Factors influencing the PVA polymer-assisted freeze-drying synthesis of Al2O3 nanofibers

Abstract

Abstract Three-dimensional (3D) nanofibrous structured Al2O3 was successfully synthesized using the poly (vinyl alcohol) (PVA) polymer-assisted freeze-drying method, and a series of factors that influence fiber performance were investigated in depth. PVA nanofibers were also investigated for the first time. The surface morphology, structure, and other properties of PVA nanofibers, precursor Al2O3/PVA nanofibers, and calcined Al2O3 nanofibers were characterized by scanning electron microscopy, X-ray diffraction, and nitrogen adsorption measurements.
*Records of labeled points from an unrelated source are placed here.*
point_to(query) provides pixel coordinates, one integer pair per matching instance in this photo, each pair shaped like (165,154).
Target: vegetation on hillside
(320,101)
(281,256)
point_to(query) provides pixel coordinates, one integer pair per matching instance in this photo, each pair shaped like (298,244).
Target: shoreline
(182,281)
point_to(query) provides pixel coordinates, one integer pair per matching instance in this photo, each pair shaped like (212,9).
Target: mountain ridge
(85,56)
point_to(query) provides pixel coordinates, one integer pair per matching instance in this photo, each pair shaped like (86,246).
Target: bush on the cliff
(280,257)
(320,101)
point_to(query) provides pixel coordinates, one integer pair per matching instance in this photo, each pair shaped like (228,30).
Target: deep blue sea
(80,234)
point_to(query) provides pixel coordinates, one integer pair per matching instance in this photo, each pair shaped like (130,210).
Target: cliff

The results showed that Al2O3 nanofibers with good performances could be obtained at the optimum conditions where the precursor solution was prepared by boehmite nanoparticles (0.01 wt%) and PVA (0.1 wt%, DP = 500) with a mass ratio of 7: 3, followed by the use of the rapid freezing method at −196 °C under liquid nitrogen in the pre-frozen process; subsequently, calcination was performed at 500 °C for 5 h to form Al2O3 nanofibers. The increasing calcination temperature (500 °C–1300 °C) enabled the transformation of the Al2O3 crystalline phase from γ-Al2O3 to α-Al2O3. It also improved the specific surface area from 44.5 m2 g−1 for the precursor Al2O3/PVA nanofibers to 263.4 m2 g−1 for the Al2O3 nanofibers calcinated at 500 °C. However, an excessive calcination temperature at 1300 °C was detrimental to the specific surface area, presumably due to sintering or blocking by metal particles. This work provides optimum conditions that make Al2O3 nanofibers valuable for further development, and it has the potential for industrial applications.